Encrypt and re-upload old data to Aggregate to comply with GDPR

Hi everyone!

I am working on several research projects using ODK, with our servers being hosted in Europe. With the new GDPR, our provider asked us to encrypt all data available on their servers.
So far, everything was sent to Aggregate unencrypted.
They advise us to download all data, delete it from their servers and from now on only submit questionnaires encrypted.

I wondered if there was a way to encrypt existing data and reupload it to Aggregate, to keep it available in the same place as before.

Thank you!

1 Like

Here's what I would do. Please read all the steps first and make sure they make sense before starting! You may also want to wait and see a day or two if anyone else has alternate or additional suggestions. You will need a mobile device or emulator with Collect on it but no blank or filled forms (you can clear forms from Collect in Admin Settings > Reset application)

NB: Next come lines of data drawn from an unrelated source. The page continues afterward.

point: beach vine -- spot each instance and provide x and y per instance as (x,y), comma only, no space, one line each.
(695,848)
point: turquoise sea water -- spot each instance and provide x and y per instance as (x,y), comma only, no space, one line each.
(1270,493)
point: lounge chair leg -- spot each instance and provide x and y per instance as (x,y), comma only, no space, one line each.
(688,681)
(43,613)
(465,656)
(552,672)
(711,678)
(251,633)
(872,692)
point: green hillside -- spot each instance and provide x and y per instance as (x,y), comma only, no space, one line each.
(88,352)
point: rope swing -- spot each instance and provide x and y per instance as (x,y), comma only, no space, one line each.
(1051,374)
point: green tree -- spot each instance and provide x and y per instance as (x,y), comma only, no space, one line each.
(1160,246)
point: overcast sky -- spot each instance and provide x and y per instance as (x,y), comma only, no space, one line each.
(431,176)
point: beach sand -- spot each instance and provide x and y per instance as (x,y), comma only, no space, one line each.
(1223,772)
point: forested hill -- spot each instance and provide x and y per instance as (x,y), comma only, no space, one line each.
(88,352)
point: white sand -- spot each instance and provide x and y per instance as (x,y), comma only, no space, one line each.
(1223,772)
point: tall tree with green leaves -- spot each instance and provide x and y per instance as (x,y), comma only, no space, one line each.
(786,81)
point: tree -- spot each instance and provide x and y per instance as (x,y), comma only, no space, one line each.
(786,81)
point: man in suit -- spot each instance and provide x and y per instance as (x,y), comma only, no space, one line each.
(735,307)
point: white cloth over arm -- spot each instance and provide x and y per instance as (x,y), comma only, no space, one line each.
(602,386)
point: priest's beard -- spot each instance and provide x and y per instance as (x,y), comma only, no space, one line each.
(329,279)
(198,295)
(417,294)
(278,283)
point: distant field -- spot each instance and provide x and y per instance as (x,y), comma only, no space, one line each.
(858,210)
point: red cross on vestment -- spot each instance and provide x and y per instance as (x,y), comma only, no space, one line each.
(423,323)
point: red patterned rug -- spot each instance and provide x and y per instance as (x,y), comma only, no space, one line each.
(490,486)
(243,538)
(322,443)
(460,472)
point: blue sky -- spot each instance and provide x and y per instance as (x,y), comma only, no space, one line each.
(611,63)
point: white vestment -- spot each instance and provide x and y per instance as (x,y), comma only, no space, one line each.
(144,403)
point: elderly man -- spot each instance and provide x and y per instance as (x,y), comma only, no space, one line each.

You should then have encrypted blobs in Aggregate. You can verify this by pulling with Briefcase one more time, setting your private key and exporting the data. Again, that export is unencrypted so treat it with care!

5 Likes

Thank you for your reply! All right, I'll wait a bit, and maybe try this at first on a test Aggregate instance, but from the look of it, I should be able to get it working.
Thanks!

1 Like

And if you don't want to try on test instance (although that is a good idea), you can try with a single test form and a couple submissions. Then instead of purging everything from Aggregate, you just purge that single form.

1 Like

Thank you, yes indeed, start small to try it out and then scale up!

1 Like

I have tried following LN's steps and I am stuck when I want to send the finalized forms to the sever.
What I have done is the following:

  • I have downloaded all the data from my Aggregate server with Briefcase.
  • I have modified the xml file that was downloaded with Briefcase to add the line with the public key.
  • I have pushed that file with adb to /sdcard/ork/forms, and all the "uuid..." folders to /sdcard/odk/instances.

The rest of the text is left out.